La situation s’avère critique : seulement 28 % des ménages haïtiens ont accès au réseau électrique, d’après les données de la Banque mondiale en 2014. Selon le directeur, l’EDH devrait disposer de 300 millions de dollars pour « refaire le réseau national ». L’État ne semble pas disposé à investir dans ce contexte.

Les institutions publiques doivent des sommes considérables à l’EDH et refusent catégoriquement l’installation dans leurs bureaux des compteurs prépayés introduits pour résoudre le problème de non-paiement des consommateurs de courant, selon Davilmar.

L’insécurité paralyse effectivement le fonctionnement de l’EDH, rendant l’accès à la plupart de ses centres de production extrêmement difficile. Les gangs perturbent non seulement le réseau électrique mais attaquent également les consommateurs. En septembre, l’Ambassade des États-Unis avait contacté l’institution pour se plaindre que Vitelhomme Innocent, un redoutable chef de gang, avait détourné le courant alimentant son local.

Seulement 28 % des ménages haïtiens ont accès au réseau électrique, d’après les données de la Banque mondiale en 2014.

Contacté par AyiboPost, l’ambassade américaine en Haïti déclare ne pas faire de commentaires sur ses opérations.

Cette interview a été éditée et condensée pour en améliorer la clarté.


L’EDH est l’opérateur public responsable de la question de l’électricité dans le pays.

Quelle est la situation actuelle du secteur ?

L’EDH évolue actuellement dans un autre environnement légal.

L’EDH ne dispose plus du monopole de la production, de la distribution, et de la commercialisation de l’électricité dans le pays. C’est un opérateur comme tous les autres. On n’est pas responsable si une entreprise n’intervient pas dans le secteur. C’est pourquoi il y a une institution qui a été créée, portant le nom d’Autorité nationale de régulation du secteur énergétique. Elle est chargée de réguler le secteur.

Depuis 2017, l’EDH est un opérateur comme tous les autres. Malheureusement, l’EDH continue de porter le poids de la production du courant électrique dans tout le pays, alors que plusieurs zones du pays sont alimentées par des opérateurs privés.

L’État haïtien a libéré l’EDH. Il n’y a qu’une partie de Port-au-Prince qui est éclairée.
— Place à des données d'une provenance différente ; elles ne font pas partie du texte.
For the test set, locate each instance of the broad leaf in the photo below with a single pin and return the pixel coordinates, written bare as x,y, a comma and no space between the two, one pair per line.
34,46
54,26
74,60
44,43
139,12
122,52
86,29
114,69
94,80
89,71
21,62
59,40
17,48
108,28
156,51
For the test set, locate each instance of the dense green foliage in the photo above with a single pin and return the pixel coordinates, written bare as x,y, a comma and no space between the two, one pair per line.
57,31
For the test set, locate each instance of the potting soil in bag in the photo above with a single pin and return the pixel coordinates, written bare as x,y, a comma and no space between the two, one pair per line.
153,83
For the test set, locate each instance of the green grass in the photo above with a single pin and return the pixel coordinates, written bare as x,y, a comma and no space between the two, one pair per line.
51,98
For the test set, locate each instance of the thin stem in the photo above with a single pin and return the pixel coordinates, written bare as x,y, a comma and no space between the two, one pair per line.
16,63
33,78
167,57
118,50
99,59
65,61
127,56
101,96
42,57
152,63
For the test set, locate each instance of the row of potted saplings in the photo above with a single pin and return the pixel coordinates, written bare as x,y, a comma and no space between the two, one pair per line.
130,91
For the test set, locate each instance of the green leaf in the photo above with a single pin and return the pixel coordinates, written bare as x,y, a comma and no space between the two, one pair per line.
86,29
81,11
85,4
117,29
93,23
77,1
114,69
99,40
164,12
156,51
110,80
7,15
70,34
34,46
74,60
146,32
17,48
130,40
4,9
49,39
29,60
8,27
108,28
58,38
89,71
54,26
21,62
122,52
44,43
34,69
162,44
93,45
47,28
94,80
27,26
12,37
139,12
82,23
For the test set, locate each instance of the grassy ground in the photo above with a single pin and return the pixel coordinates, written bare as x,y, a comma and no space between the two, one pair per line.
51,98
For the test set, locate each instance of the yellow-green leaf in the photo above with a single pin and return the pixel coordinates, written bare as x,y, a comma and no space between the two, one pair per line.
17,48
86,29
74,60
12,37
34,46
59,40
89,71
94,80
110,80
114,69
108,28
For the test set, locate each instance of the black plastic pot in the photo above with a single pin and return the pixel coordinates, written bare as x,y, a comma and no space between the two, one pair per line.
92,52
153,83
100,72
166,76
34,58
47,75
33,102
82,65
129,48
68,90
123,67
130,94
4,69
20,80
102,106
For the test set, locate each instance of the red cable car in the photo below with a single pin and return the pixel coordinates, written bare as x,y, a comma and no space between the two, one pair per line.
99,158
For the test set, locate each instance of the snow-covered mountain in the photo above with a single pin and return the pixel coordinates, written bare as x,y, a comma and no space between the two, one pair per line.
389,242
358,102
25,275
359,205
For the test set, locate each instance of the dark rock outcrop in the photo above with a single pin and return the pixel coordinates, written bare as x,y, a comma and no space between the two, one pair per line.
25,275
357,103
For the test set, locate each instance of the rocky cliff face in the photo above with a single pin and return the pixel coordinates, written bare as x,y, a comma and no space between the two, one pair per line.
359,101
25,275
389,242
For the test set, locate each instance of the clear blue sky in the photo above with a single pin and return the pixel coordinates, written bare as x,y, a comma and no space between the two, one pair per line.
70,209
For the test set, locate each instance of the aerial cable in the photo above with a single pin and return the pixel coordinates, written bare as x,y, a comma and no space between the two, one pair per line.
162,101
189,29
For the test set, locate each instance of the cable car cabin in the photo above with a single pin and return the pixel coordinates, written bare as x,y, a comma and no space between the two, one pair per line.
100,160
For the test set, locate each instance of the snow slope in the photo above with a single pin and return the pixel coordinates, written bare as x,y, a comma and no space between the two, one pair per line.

Depuis deux à trois ans, les principales villes de province du pays sont à l’arrêt. C’est gênant et même honteux de le dire. Le Cap-Haïtien, ma ville d’origine, n’est pas alimenté. Et ce n’est pas seulement un problème de production. Il y a également un problème de réseau. Lors des tensions politiques, des gens ont coupé les câbles pour les revendre et brisé les compteurs.

L’EDH ne dispose plus du monopole de la production, de la distribution, et de la commercialisation de l’électricité dans le pays

Maintenant, nous avons une entreprise privée de l’État. Elle produit pour le grand public, qui doit payer à son tour le service.

Photo du nouveau local de l'EDH, à Frères, prise le lundi 14 octobre 2024. CP : Rolph Louis-Jeune

Photo du nouveau local de l’EDH, à Frères, prise le lundi 14 octobre 2024.
©Rolph Louis-Jeune

Qu’est-ce que cela vous dit au niveau de l’EDH en constatant que seulement une partie de Port-au-Prince est alimentée en électricité et tous les chefs-lieux des départements du pays sont dans le black-out total ?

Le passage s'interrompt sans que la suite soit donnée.